State‑Owned Rafael Sparks Outcry with Drone Ad Depicting Gaza Strike

Wednesday, July 16, 2025  Read time1 min

SAEDNEWS: A promotional video released by Israel’s state‑owned arms manufacturer, Rafael Advanced Defense Systems, showing its Firefly “kamikaze” drone striking an unarmed individual in Gaza has drawn sharp criticism and allegations of war crimes.

State‑Owned Rafael Sparks Outcry with Drone Ad Depicting Gaza Strike

According to Saed News, Rafael Advanced Defense Systems ignited controversy after posting footage of its Spike Firefly drone autonomously identifying, tracking, and neutralizing a lone figure in northern Gaza. Shared across Rafael’s social media channels under the tagline “Spike Firefly in urban warfare,” the video portrays the miniature munition hovering above debris‑strewn streets before diving into its target, accompanied by military‑style music and on‑screen prompts: “identifies the target,” “tracks it,” and “neutralises the threat.”

Open‑source analyst Anno Nemo geolocated the footage to al‑Tawam, concluding it was filmed between June and December 2024. Yet the clip offers no evidence that the individual posed any military threat—he appears unarmed and solitary, raising fresh questions about the ethics of marketing lethal technology with real‑world footage. “Killing what seems like an unarmed person walking the street not engaged in hostilities is an apparent war crime,” argues Nimer Sultany, a public‑law scholar at SOAS.

Rafael, best known for the Iron Dome defence system, hailed Firefly’s “pinpoint strikes with minimal collateral damage” even under GPS jamming. The company reported $4.8 billion in 2024 sales, half to international buyers. Yet critics contend that packaging civilian killings as product demonstrations crosses an alarming moral line. Amnesty International and UN experts have repeatedly condemned similar tactics as part of a broader humanitarian crisis in Gaza.
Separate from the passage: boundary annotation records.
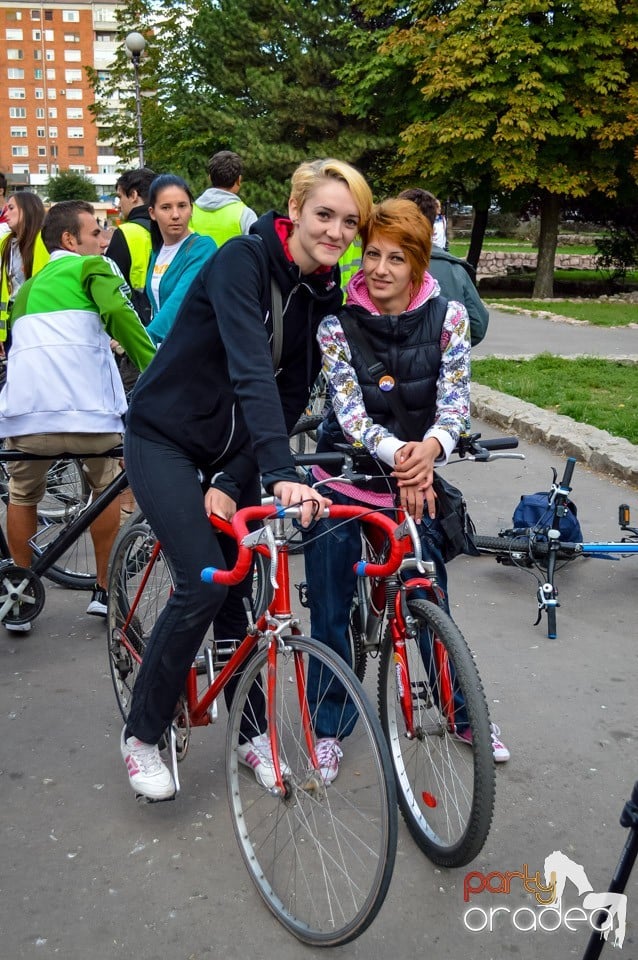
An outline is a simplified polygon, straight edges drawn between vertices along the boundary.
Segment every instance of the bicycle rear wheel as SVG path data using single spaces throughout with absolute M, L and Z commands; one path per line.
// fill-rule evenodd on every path
M 170 563 L 137 513 L 113 545 L 109 567 L 107 643 L 120 713 L 128 718 L 148 638 L 173 589 Z
M 392 767 L 378 718 L 352 671 L 315 640 L 284 642 L 272 695 L 279 756 L 287 767 L 285 795 L 259 786 L 237 754 L 240 726 L 251 738 L 261 729 L 248 694 L 255 682 L 267 690 L 264 648 L 247 662 L 230 708 L 228 798 L 242 857 L 268 908 L 304 943 L 336 946 L 372 923 L 390 883 L 397 841 Z M 339 776 L 329 786 L 313 770 L 313 734 L 304 729 L 305 718 L 313 723 L 305 686 L 311 663 L 327 684 L 345 687 L 359 713 Z
M 407 827 L 434 863 L 460 867 L 479 853 L 494 810 L 490 719 L 476 665 L 453 620 L 408 599 L 416 635 L 406 637 L 414 733 L 401 706 L 390 631 L 379 663 L 379 711 Z M 464 704 L 465 715 L 462 713 Z M 459 738 L 460 726 L 469 742 Z

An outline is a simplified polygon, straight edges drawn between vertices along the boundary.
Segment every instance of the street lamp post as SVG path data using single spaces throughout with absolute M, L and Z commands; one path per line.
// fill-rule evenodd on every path
M 135 118 L 137 120 L 137 154 L 140 168 L 144 166 L 144 138 L 142 137 L 142 95 L 140 91 L 140 59 L 146 48 L 146 40 L 141 33 L 129 33 L 125 40 L 126 55 L 131 58 L 135 73 Z

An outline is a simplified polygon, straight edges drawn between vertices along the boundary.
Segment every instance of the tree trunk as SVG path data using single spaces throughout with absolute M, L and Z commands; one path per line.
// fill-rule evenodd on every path
M 558 220 L 562 201 L 557 193 L 543 190 L 541 195 L 541 232 L 538 239 L 538 261 L 534 281 L 535 300 L 554 296 L 554 262 L 558 243 Z
M 487 227 L 487 207 L 484 210 L 474 207 L 474 219 L 472 221 L 472 236 L 470 237 L 470 249 L 467 251 L 467 262 L 471 263 L 474 269 L 478 267 L 479 257 L 483 249 L 483 240 L 485 239 L 485 228 Z

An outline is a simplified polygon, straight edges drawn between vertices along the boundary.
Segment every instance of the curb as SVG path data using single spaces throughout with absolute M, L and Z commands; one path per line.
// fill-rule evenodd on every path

As Israel’s military campaign in Gaza enters its third year, the video underscores how modern warfare’s marketing strategies can blur the line between combat operations and propaganda. With more than 58,000 Palestinian deaths recorded, rights groups insist that celebrating real‑life strikes for promotional gain risks normalizing civilian casualties and undermining international humanitarian law.